What Women Want...

I'm back, quite surprisingly at the second floor of the library, in the corner and I have a nagging sense that my subconscious is exceedingly relieved by my presence here. Nay, my subconscious somehow has managed to prevail on the conscious to find acorns to get back to typing. An exhilarating experience of freedom, of who I am, and a key to the question that haunts me today, "What do women want?"

I hope the question and the title itself drew you here for an extension of the misogynist jokes and popular culture references to an entire section of the human population. As a matter of fact, I am currently listening (on loop) the rendition of Baraye as preparation for another evening in support for women in Iran. And all the while, thinking of the many, many ways women have been marginalised in my own country and continue to lack agency or even be aware of its existence. 

On my table is the library's copy of "Jung & Feminism" which attempts to capture the essence of how Jung 'defines' feminism (he does not!). The book explores in quite great detail the 'difficulties' faced by theologists and psychological scholars in understanding the psyche of women from the time psychology even emanated as a field of study. The potent combination of all the above lead me to the question, "What do women want?" and more importantly, "Who wants to know?"

The fact that the question in my title obviously clusters all women, almost half the population of the world as we know it, as a single entity - sans demographic, ethnographic, geographic filters and depriving any sense of individuality - like cattle (yet again!). However, there is little or no conversation around the second obvious question, "who wants to know?" It is in the search for an answer to that second question that the truth begins to come to light. Why did the question become as commonplace as it did? 

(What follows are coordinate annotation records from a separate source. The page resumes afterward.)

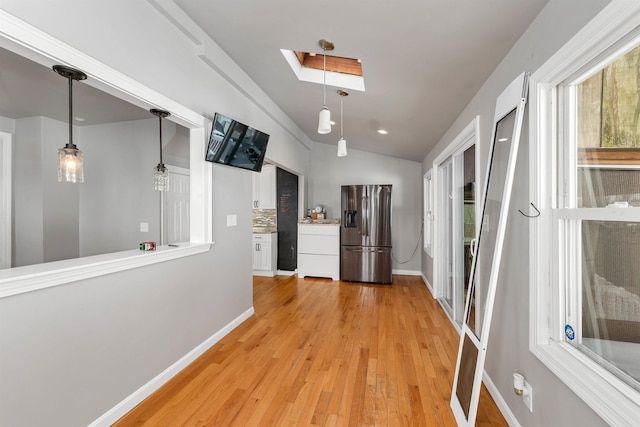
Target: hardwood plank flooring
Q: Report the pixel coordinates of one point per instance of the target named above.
(322, 353)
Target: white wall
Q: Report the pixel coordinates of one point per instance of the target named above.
(508, 351)
(68, 354)
(328, 173)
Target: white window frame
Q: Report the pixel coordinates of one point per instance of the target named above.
(32, 43)
(427, 198)
(615, 401)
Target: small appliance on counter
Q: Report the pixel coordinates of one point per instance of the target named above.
(318, 212)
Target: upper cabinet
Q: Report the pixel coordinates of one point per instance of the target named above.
(264, 188)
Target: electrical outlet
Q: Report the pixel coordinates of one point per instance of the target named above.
(527, 396)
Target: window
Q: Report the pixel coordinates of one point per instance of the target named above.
(427, 199)
(585, 175)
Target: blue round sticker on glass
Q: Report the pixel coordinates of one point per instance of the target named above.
(569, 332)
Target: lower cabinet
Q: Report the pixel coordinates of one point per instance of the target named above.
(265, 254)
(319, 250)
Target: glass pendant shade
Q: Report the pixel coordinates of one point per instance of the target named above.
(70, 165)
(161, 178)
(324, 121)
(342, 147)
(160, 172)
(70, 162)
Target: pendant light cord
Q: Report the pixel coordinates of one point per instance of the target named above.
(71, 145)
(324, 75)
(160, 125)
(341, 120)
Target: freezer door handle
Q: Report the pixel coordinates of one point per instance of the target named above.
(367, 250)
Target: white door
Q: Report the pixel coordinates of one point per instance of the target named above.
(5, 200)
(176, 206)
(455, 225)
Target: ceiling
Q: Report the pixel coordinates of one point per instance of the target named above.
(422, 60)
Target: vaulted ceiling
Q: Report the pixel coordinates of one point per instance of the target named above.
(422, 60)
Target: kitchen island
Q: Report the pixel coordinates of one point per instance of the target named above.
(319, 248)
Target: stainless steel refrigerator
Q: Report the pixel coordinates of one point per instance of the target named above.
(365, 234)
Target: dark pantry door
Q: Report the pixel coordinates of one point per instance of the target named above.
(287, 205)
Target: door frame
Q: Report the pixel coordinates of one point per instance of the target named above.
(466, 138)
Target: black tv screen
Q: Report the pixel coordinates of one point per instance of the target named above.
(236, 144)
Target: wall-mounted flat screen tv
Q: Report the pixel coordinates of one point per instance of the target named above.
(235, 144)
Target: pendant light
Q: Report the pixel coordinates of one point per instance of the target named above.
(160, 172)
(342, 143)
(324, 118)
(70, 162)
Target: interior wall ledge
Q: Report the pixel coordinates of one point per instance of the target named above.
(20, 280)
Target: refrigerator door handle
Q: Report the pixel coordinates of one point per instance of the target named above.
(367, 249)
(365, 213)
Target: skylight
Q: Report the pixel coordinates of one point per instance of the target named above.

One of the obvious places my logic takes me is the fact that it provides a cheap humourous take for men to hide behind, to shirk accountability. For some, it might even lead to a deeper understanding of the Self (something Carl Jung clearly tried to do). To me, it also also sheds light on how the advertisers - looking to tap into the newly financially independent global female population - used the question to tap into a potent area of self-doubt and "told" women what they should want instead. Think about it, the only things that compares to the usage of the question is the lack of responses to it. No one knows what women want, hence here's my product which is the thing you should want! Feeding into an oppressed population's need for validation and self-doubt to sell a line of products ranging from beauty creams (that don't work) to careers (up to the glass ceiling only, please!)

Meanwhile, the movie is believed to have grossed 374 million dollars as opposed to the 70 million dollars required to make (it's all on Wikipedia). Three of the five producers are women, still profiting from the sale of rights of the film.